Labyrinthitis (Audio)

May 14, 2011
Jacob Kirkegaard

Jacob Kirkegaard's Labyrinthitis (2007) is the second of a three-part broadcast, presented as part of the research exhibition and experiment, Dear Pratella, which investigates the critical potential of sound-based art in various social, spatial, temporal, and discursive contexts. For more information, visit www.dearpratella.org.

The recording and composition of Labyrinthitis relies on a principle and phenomenon employed and experienced in both medical science and musical practice: when two frequencies at a certain ratio are played into the human ear, additional vibrations in the inner ear produce a third frequency or tone – a phenomenon known as “distortion product otoacoustic emission” (DPOAE), also known as “Tartini tone”. Contrary to our common conception of the ear as a passive receiving organ, this phenomena points to our active ears that both receive and create sound. Labyrinthitis begins with two specific tones at a 1:1.2 ratio of frequencies, recorded by tiny sensitive microphones in the artist’s ears. This then stimulates listeners to hear the distorting third tone produced by their own ears. Once the two primary tones have faded, the third tone created by Kirkegaard’s ears can be heard. Another tone is then added, in the necessary ratio to the earlier third tone, which then creates another, lower “third tone” – both in Kirkegaard’s ears and the listeners’. This generative process of tones being played, produced, recorded, and then played back again, continues on, intensifying in complexity and creating a descending tonal structure that resembles the spiral form of the inner ear. Though Labyrinthitis may be experienced in different sites as an audio installation or broadcast, it is site-specific to the ears of the listeners – not only hearing the artist hearing, but also themselves.

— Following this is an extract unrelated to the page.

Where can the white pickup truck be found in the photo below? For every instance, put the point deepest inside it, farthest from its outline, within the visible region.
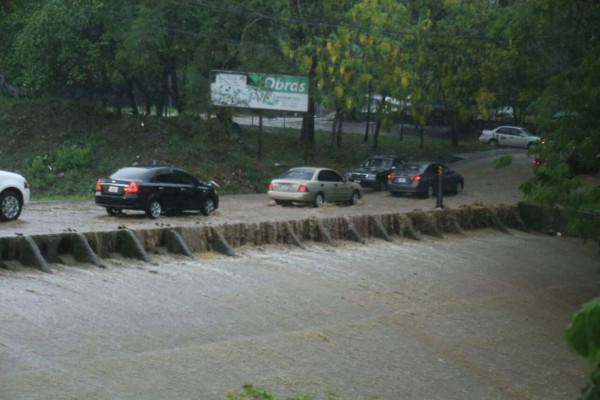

Jacob Kirkegaard is a Danish artist based in Berlin, who focuses on the scientific and aesthetic aspects of resonance, time, sound and hearing. His installations, compositions and performances deal with acoustic spaces and phenomena that usually remain imperceptible. Using unorthodox recording tools, Kirkegaard captures and contextualizes hitherto unheard sounds from within a variety of environments. He has presented his works at exhibitions and at festivals and conferences throughout the world and has released five albums. Kirkegaard is also a member of the sound art collective freq_out.